#  > Servidores >  > Servidores de Rede >  >  Cache do Baixaqui e Superdownloads

## Wellington-RJ

Pessoal primeiramente uma boa tarde.

Estou notando que de um tempo para cá, não consigo fazer cache dos sites Baixaqui e Superdownloads, pois ao baixar um programa logo após tempo baixa-lo novamente no mesmo link e ele vem como se eu estivesse baixando pela primeira vez. Só notei isso nestes dois (fora as atualizações da micro$oft), já nos outros sites, como o da Receita, não tenho este problema.
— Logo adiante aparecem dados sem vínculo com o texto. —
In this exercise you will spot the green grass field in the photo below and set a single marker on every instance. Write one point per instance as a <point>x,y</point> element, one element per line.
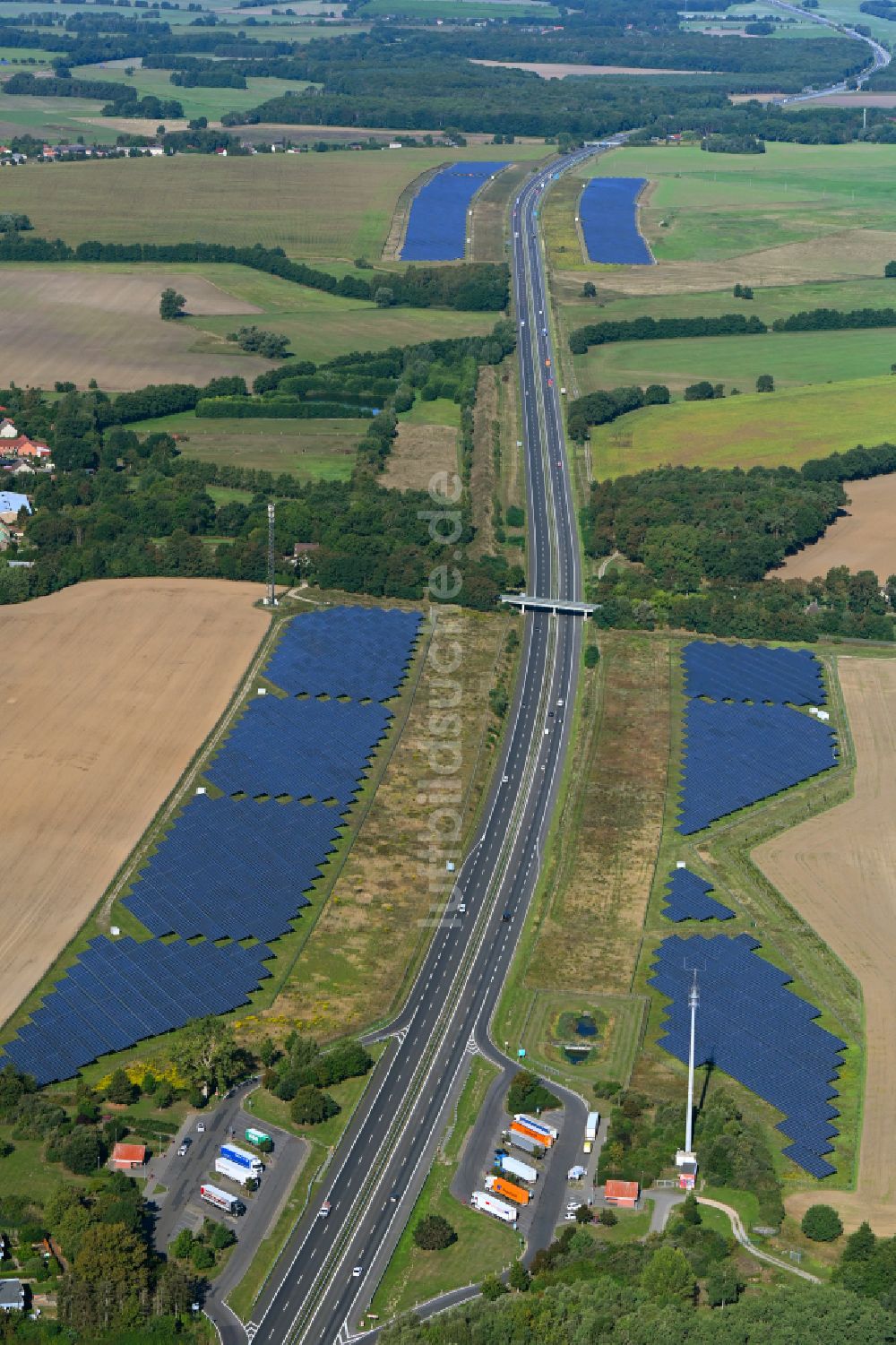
<point>770,301</point>
<point>313,206</point>
<point>791,358</point>
<point>710,207</point>
<point>766,429</point>
<point>196,102</point>
<point>459,10</point>
<point>323,450</point>
<point>322,325</point>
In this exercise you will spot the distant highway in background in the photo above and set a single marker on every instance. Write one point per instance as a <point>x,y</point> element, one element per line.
<point>882,56</point>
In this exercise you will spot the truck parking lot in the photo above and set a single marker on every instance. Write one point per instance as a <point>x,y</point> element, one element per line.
<point>190,1161</point>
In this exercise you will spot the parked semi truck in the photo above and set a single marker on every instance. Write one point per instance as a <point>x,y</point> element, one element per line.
<point>244,1159</point>
<point>539,1126</point>
<point>525,1143</point>
<point>501,1186</point>
<point>514,1168</point>
<point>222,1199</point>
<point>490,1205</point>
<point>236,1172</point>
<point>517,1127</point>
Gostaria de saber se alguém notou este problema e se tem como contornar o mesmo.

Desde já agradeço a atenção.

Wellington Felix

----------


## evandrofisico

Olha, existem tags e campos na resposta do servidor que podem instruir o browser/proxy a não fazer cache de arquivos. Pode existir algum meio de forçar o squid a não obedecer este parâmetro, mas isso quebra a especificação do protocolo

----------


## xstefanox

> Olha, existem tags e campos na resposta do servidor que podem instruir o browser/proxy a não fazer cache de arquivos. Pode existir algum meio de forçar o squid a não obedecer este parâmetro, mas isso quebra a especificação do protocolo


Realmente, isso quebra a especificação do protocolo, entretanto, não estou tendo problemas com isso. O cache dos arquivos do Baixaki e do Windows Update continuam normais aqui pra mim.

----------


## Wellington-RJ

Pessoal,
Eu estive testando durante todo o dia de ontem e notei que não são em todos os arquivos que acontece isso, e isso também se aplica em algumas das atualizações do window$, ou seja a segunda máquina baixa o mesmo pacote de novo e não utiliza o cache. 
Eu estarei fazendo alguns testes com algumas informações recebidas hoje de um amigo que esta com um provedor na Bahia e estava com este problema também e depois eu posto para ajudar o pessoal que caso venha a ter este "probleminha". 
Agradeço pela informação recebida neste post por vocês.

----------